Amazon-owned doorbell company Ring is partnering with police departments across the country, including two in Utah.
Salt Lake City Police and Sandy Police are two of 400 departments taking part in this partnership.
The map below shows which police departments are currently part of this.
While the partnership itself is very new, people have been using the 'Neighbors' app to post about package thefts, car burglaries and other crimes for quite some time.
Now, this partnership gives police departments access to videos posted on the app, and they say their focus is just on solving crimes.
Sgt. Jason Nielsen with Sandy Police Department says, "The whole purpose of us doing this is to help people.”
There are limits as to how the departments can use the app too.
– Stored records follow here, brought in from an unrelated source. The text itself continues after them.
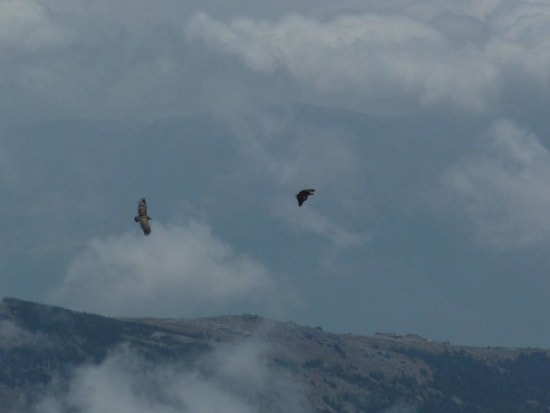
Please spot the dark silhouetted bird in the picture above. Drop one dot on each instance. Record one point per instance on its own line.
(142, 217)
(303, 194)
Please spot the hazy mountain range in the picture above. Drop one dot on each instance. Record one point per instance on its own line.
(55, 360)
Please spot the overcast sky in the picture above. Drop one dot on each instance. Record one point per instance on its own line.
(422, 124)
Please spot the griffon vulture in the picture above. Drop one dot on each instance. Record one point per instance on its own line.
(142, 217)
(303, 194)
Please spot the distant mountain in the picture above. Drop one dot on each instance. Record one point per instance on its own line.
(55, 360)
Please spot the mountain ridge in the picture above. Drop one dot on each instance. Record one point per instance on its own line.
(331, 372)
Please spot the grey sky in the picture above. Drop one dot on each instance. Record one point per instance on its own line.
(421, 124)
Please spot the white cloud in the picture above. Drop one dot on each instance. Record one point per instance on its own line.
(383, 57)
(234, 378)
(503, 187)
(176, 270)
(27, 25)
(384, 62)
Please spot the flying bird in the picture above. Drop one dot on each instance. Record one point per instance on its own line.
(142, 217)
(303, 195)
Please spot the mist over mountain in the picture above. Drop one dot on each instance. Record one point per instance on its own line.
(55, 360)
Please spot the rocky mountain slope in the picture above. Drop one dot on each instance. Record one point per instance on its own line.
(49, 354)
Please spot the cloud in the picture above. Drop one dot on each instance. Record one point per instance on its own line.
(26, 25)
(384, 57)
(13, 336)
(503, 187)
(387, 62)
(234, 378)
(176, 270)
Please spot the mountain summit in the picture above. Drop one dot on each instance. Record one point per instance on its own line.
(57, 360)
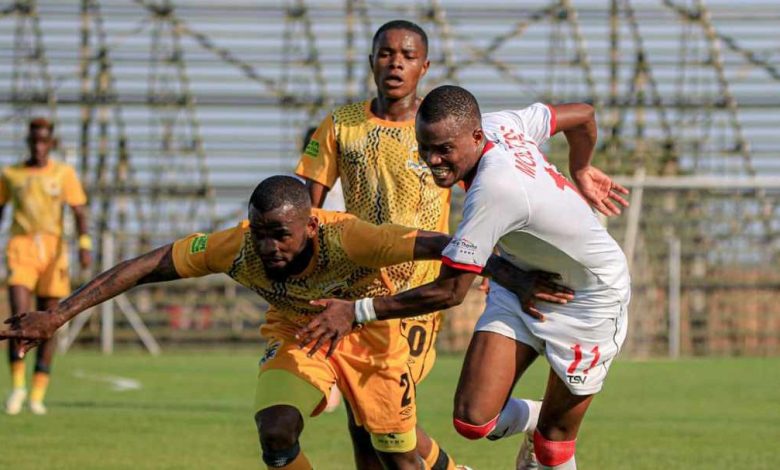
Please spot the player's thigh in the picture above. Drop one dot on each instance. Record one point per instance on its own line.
(374, 377)
(23, 261)
(581, 346)
(500, 351)
(287, 376)
(420, 333)
(562, 411)
(491, 367)
(19, 298)
(55, 278)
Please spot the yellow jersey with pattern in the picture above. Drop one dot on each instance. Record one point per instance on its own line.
(38, 195)
(348, 256)
(383, 177)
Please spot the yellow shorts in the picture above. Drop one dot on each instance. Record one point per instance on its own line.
(421, 333)
(39, 263)
(369, 366)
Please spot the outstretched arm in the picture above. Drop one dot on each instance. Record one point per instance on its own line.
(155, 266)
(448, 290)
(577, 121)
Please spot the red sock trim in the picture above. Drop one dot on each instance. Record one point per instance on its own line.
(473, 431)
(552, 453)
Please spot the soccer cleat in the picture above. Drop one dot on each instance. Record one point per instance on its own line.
(37, 408)
(526, 458)
(13, 405)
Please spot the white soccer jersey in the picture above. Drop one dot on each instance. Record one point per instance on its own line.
(520, 203)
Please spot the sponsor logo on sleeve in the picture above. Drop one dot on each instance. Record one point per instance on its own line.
(198, 244)
(464, 247)
(312, 149)
(270, 351)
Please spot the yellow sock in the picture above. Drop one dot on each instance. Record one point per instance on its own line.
(300, 463)
(40, 384)
(17, 374)
(432, 460)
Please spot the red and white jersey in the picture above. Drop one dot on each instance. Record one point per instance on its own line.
(519, 202)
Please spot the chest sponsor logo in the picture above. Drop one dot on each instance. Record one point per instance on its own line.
(464, 246)
(198, 244)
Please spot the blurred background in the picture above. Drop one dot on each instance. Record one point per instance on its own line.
(172, 111)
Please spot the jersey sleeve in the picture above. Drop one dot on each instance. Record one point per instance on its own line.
(378, 246)
(5, 190)
(488, 214)
(319, 161)
(72, 189)
(537, 121)
(201, 254)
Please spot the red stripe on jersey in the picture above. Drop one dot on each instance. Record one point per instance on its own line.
(553, 120)
(472, 268)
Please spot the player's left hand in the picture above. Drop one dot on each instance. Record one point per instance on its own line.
(85, 258)
(31, 329)
(332, 324)
(599, 190)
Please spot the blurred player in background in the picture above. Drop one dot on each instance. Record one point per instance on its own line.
(370, 147)
(335, 202)
(290, 254)
(517, 201)
(37, 255)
Both Sandy and Salt Lake City Police say what they can see on their feeds are videos posted to the crime and safety sections.
Detective Michael Ruff with Salt Lake City Police says, "We’re looking to use it when we have a crime that’s occurred to try to solve that crime.”
Only then can the police departments send a request to get that video and use it to investigate a crime.
"We would notify them and say, ‘Hey look, you have video evidence that we could possibly use to help solve a crime,’” says Nielsen.
Salt Lake City and Sandy Police say they want to emphasize they do not have access to anyone's live video feed through this partnership either.
“The only thing we do have access to is what videos they’ve posted,” says Nielsen.
Ring doorbell neighbors have the choice to either accept or deny the request to share the video with police departments.
"We hope that you’ll give us access but we understand if you don’t," says Ruff.
Police also say they want to speed up the process of gathering the evidence before it's gone because most people only have the footage stored for a few days at a time.
"Oftentimes it's 5 to 10 days worth of storage. It may take that long for us to be able to knock on a door, at that point find somebody that’s home, then get somebody back to remove that video and the video may be gone."
Officers also say that some of the time it's your surveillance video that helps them solve crimes, especially when they're searching for someone connected to a crime and they don't know who the person is.
Beyond that, Sandy and Salt Lake City Police say that what you get up to at your home is your business, not theirs.
"We don’t want access to your videos. We don’t want to watch what you do at your house. We certainly respect people’s privacy and respect the fourth amendment. This is simply to try to help us solve crimes in people’s neighborhoods," says Ruff.
Ring doorbell users can also opt-out of getting these requests from police departments too.
Salt Lake City Police joined the partnership on June 27th 2019 and Sandy Police joined on July 15th 2019.